Hualan’s Initio chips are used in encrypted storage devices as so-called bridge controllers, sitting between the USB connection in a storage device and memory chips or magnetic drive to encrypt and decrypt data on a USB thumbdrive or external hard drive. Security researchers’ teardowns have shown that storage device manufacturers including Lenovo, Western Digital, Verbatim, and Zalman have all at times used encryption chips sold by Initio.

But three lesser-known hard drive manufacturers, in particular, also integrate the Initio chips and list Western government, military, and intelligence agencies as customers. The Middlesex, UK-based hard drive maker iStorage lists on its website customers including NATO and the UK Ministry of Defence. South Pasadena, California-based SecureDrive lists as customers the US Army and NASA. And US federal procurement records show that Poway, California-based Apricorn has sold its encrypted storage products—which use Initio chips—to NASA, the Navy, the FAA, and the DEA, among many others.

The encryption features enabled by Initio chips in those drives are designed to protect their data against compromise if the drives are physically accessed, lost, or stolen. But the security of that encryption feature essentially depends on trusting the chip’s designer, cryptography experts warn.
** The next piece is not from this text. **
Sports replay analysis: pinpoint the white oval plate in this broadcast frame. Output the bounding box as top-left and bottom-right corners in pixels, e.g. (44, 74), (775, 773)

If there were a secret vulnerability or intentional backdoor in the chips, it would allow anyone who lays hands on any drives that use them—drives are often marketed for use “in the field”—to defeat that feature. And that backdoor could be very, very difficult to detect, cryptographers note, even on the closest inspection.

“In the end, it’s a matter of trust, whether you actually trust this vendor and its components with all your sensitive data,” says Matthias Deeg, a security researcher at German cybersecurity firm Syss, who has analyzed the Initio chips. “These kinds of microcontrollers are a black box to me and every other researcher trying to understand how this device is working.”

Last year, Deeg analyzed the first firmware of a Verbatim secure USB thumbdrive that uses an Initio chip and found multiple security vulnerabilities: One allowed him to quickly bypass a fingerprint reader or PIN on the drives and access any “administrative” password that had been set for the drives, a master password feature designed to allow IT administrators to decrypt users’ devices. Another flaw allowed him to “brute-force” the decryption key for the drives, deriving the key to access their contents in at most 36 hours.

Deeg says that Initio has since fixed those vulnerabilities. But more troubling, he says, was how tough it was to do that analysis of the devices’ firmware. The code had no public documentation, and Hualan didn’t respond to his requests for more information. Deeg says the lack of transparency points to how difficult it would be to find a hardware-based backdoor in the chips, such as a minuscule component hidden in their physical design to allow for surreptitious decryption.